The Clean Development Mechanismallows emission-reduction projects in developing countries to earn certified emission reduction (CER) credits, each equivalent to one tonne of CO2. These CERs can be traded and sold, and used by industrialized countries to a meet a part of their emission reduction targets under the Kyoto Protocol.

Project eligibility

In order for a project to be eligible for CDM, it must meet the following criteria:

  1. Reduction in GHG Emissions covered by the Kyoto Protocol (CO2, CH4, N2O, SF6, HFCs, PFCs)
  2. The host country (Rwanda) must be a Party to the Kyoto Protocol
  3. Contribution to Sustainable Development of Rwanda
  4. Additionality (demonstration that the project would not have happened without the incentive from CDM revenue)
  5. Emission reduction must be real, measurable, and long term
  6. The sector must be eligible (nuclear is not eligible, only afforestation and reforestation in the land use, land change, and forestry sector are eligible)

Purpose of the CDM

The purpose of the CDM is to promote clean development in developing countries, i.e., the "non-Annex I" countries (countries that aren't listed in Annex I of the Framework Convention).

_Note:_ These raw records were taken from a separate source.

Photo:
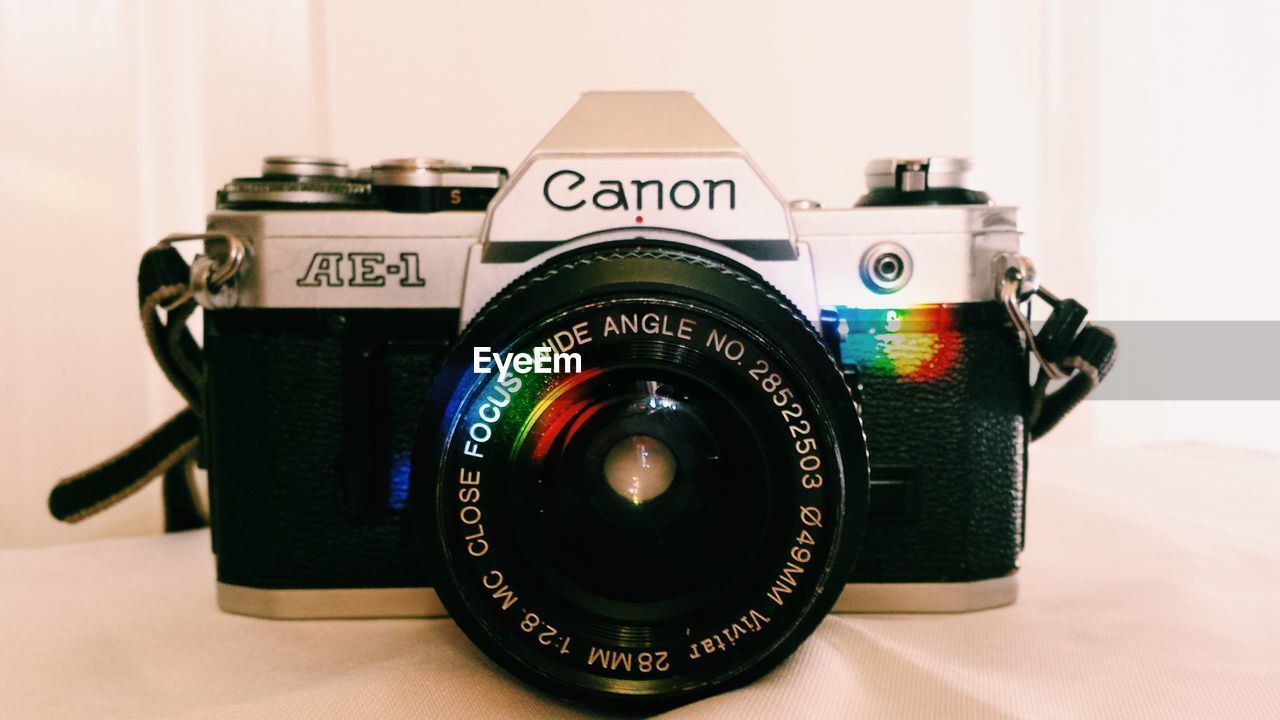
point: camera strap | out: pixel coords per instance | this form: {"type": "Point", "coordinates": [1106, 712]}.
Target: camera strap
{"type": "Point", "coordinates": [170, 450]}
{"type": "Point", "coordinates": [1075, 354]}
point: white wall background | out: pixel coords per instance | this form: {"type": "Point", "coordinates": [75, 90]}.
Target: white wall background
{"type": "Point", "coordinates": [1133, 133]}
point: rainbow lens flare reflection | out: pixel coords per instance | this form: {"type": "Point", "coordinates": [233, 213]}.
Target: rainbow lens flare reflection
{"type": "Point", "coordinates": [917, 343]}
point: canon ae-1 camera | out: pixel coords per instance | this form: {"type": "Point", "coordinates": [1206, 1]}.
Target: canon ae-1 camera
{"type": "Point", "coordinates": [634, 420]}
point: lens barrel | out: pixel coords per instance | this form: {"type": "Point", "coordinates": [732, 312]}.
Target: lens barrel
{"type": "Point", "coordinates": [696, 378]}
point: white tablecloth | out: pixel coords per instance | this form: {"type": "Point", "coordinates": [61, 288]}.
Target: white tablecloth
{"type": "Point", "coordinates": [1151, 588]}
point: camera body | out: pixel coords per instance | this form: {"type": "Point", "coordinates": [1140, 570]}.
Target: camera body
{"type": "Point", "coordinates": [353, 288]}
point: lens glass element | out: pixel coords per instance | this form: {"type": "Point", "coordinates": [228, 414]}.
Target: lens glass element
{"type": "Point", "coordinates": [663, 519]}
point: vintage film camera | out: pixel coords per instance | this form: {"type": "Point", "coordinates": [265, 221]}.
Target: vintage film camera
{"type": "Point", "coordinates": [676, 511]}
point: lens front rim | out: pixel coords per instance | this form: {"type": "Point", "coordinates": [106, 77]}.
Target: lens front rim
{"type": "Point", "coordinates": [657, 278]}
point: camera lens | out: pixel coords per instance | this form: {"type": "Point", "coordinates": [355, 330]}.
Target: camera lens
{"type": "Point", "coordinates": [886, 268]}
{"type": "Point", "coordinates": [666, 519]}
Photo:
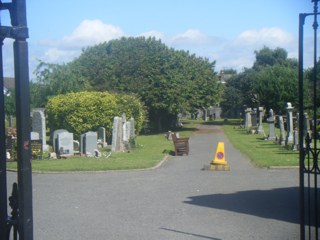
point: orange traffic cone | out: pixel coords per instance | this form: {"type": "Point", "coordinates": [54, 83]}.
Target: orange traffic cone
{"type": "Point", "coordinates": [219, 162]}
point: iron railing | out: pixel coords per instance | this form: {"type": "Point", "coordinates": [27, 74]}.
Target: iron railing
{"type": "Point", "coordinates": [21, 218]}
{"type": "Point", "coordinates": [308, 141]}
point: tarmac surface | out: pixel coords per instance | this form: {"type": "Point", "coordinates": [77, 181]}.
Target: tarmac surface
{"type": "Point", "coordinates": [176, 201]}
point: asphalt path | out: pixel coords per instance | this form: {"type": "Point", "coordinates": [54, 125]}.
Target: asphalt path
{"type": "Point", "coordinates": [178, 200]}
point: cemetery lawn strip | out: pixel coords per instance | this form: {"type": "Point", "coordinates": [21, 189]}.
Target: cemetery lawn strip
{"type": "Point", "coordinates": [262, 153]}
{"type": "Point", "coordinates": [151, 149]}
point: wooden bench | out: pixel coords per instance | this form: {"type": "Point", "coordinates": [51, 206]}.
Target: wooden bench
{"type": "Point", "coordinates": [181, 145]}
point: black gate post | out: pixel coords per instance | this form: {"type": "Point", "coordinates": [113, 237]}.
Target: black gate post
{"type": "Point", "coordinates": [3, 173]}
{"type": "Point", "coordinates": [25, 220]}
{"type": "Point", "coordinates": [309, 151]}
{"type": "Point", "coordinates": [21, 219]}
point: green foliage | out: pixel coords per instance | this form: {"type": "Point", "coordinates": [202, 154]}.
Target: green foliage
{"type": "Point", "coordinates": [311, 79]}
{"type": "Point", "coordinates": [167, 81]}
{"type": "Point", "coordinates": [10, 103]}
{"type": "Point", "coordinates": [271, 82]}
{"type": "Point", "coordinates": [87, 111]}
{"type": "Point", "coordinates": [54, 79]}
{"type": "Point", "coordinates": [275, 86]}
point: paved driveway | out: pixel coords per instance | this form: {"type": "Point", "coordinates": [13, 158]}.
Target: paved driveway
{"type": "Point", "coordinates": [173, 202]}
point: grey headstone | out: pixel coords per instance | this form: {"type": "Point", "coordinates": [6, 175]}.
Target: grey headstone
{"type": "Point", "coordinates": [76, 146]}
{"type": "Point", "coordinates": [34, 136]}
{"type": "Point", "coordinates": [289, 138]}
{"type": "Point", "coordinates": [117, 135]}
{"type": "Point", "coordinates": [39, 126]}
{"type": "Point", "coordinates": [54, 137]}
{"type": "Point", "coordinates": [248, 123]}
{"type": "Point", "coordinates": [260, 126]}
{"type": "Point", "coordinates": [90, 143]}
{"type": "Point", "coordinates": [65, 143]}
{"type": "Point", "coordinates": [271, 120]}
{"type": "Point", "coordinates": [254, 116]}
{"type": "Point", "coordinates": [282, 134]}
{"type": "Point", "coordinates": [102, 134]}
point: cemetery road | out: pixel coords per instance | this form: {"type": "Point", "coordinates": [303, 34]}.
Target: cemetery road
{"type": "Point", "coordinates": [175, 201]}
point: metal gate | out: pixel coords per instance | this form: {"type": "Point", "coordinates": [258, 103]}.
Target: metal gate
{"type": "Point", "coordinates": [309, 139]}
{"type": "Point", "coordinates": [19, 224]}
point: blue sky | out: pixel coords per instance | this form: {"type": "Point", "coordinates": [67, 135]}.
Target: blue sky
{"type": "Point", "coordinates": [225, 31]}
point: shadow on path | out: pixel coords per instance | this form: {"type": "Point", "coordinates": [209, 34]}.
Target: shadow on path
{"type": "Point", "coordinates": [191, 234]}
{"type": "Point", "coordinates": [279, 204]}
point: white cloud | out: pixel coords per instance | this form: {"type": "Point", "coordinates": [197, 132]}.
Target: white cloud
{"type": "Point", "coordinates": [153, 33]}
{"type": "Point", "coordinates": [91, 32]}
{"type": "Point", "coordinates": [55, 55]}
{"type": "Point", "coordinates": [87, 33]}
{"type": "Point", "coordinates": [272, 37]}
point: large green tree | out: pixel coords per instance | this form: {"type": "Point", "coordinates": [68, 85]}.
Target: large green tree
{"type": "Point", "coordinates": [168, 81]}
{"type": "Point", "coordinates": [271, 82]}
{"type": "Point", "coordinates": [55, 79]}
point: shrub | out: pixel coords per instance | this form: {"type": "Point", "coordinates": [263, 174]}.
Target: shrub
{"type": "Point", "coordinates": [87, 111]}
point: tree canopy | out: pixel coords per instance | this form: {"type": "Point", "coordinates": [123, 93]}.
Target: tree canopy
{"type": "Point", "coordinates": [271, 82]}
{"type": "Point", "coordinates": [168, 81]}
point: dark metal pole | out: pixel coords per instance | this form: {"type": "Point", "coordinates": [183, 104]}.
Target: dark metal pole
{"type": "Point", "coordinates": [25, 221]}
{"type": "Point", "coordinates": [315, 27]}
{"type": "Point", "coordinates": [3, 174]}
{"type": "Point", "coordinates": [301, 127]}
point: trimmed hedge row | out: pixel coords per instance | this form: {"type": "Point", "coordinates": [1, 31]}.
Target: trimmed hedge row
{"type": "Point", "coordinates": [87, 111]}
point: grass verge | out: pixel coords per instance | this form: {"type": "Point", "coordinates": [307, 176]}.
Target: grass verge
{"type": "Point", "coordinates": [263, 153]}
{"type": "Point", "coordinates": [151, 149]}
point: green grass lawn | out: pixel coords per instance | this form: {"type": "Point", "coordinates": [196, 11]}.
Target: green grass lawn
{"type": "Point", "coordinates": [263, 153]}
{"type": "Point", "coordinates": [151, 149]}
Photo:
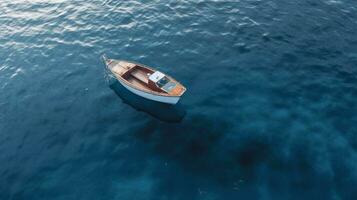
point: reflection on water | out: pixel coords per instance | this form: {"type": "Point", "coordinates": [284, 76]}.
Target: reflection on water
{"type": "Point", "coordinates": [161, 111]}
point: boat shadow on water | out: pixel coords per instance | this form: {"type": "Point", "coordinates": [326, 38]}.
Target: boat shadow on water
{"type": "Point", "coordinates": [161, 111]}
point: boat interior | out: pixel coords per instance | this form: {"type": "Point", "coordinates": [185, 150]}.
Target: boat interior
{"type": "Point", "coordinates": [139, 77]}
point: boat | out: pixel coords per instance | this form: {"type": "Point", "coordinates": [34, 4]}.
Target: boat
{"type": "Point", "coordinates": [145, 81]}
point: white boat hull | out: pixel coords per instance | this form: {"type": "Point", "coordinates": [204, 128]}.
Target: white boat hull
{"type": "Point", "coordinates": [159, 98]}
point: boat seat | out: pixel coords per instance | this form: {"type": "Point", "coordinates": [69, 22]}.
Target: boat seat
{"type": "Point", "coordinates": [140, 75]}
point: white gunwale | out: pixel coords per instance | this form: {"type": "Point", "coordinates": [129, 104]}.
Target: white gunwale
{"type": "Point", "coordinates": [141, 89]}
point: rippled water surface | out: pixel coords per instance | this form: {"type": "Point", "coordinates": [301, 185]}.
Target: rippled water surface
{"type": "Point", "coordinates": [270, 111]}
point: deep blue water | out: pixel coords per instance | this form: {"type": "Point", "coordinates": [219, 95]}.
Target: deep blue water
{"type": "Point", "coordinates": [270, 111]}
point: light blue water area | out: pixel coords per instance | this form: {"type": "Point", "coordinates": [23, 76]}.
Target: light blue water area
{"type": "Point", "coordinates": [270, 111]}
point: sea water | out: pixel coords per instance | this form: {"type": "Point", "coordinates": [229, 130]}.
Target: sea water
{"type": "Point", "coordinates": [270, 109]}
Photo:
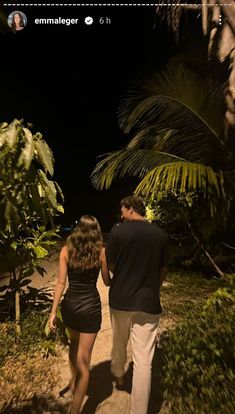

The CDM is one of the Protocol's "project-based" mechanisms, in that the CDM is designed to promote projects that reduce emissions. The CDM is based on the idea of emission reduction "production". These reductions are "produced" and then subtracted against a hypothetical "baseline" of emissions. The baseline emissions are the emissions that are predicted to occur in the absence of a particular CDM project. CDM projects are "credited" against this baseline, in the sense that developing countries gain credit for producing these emission cuts.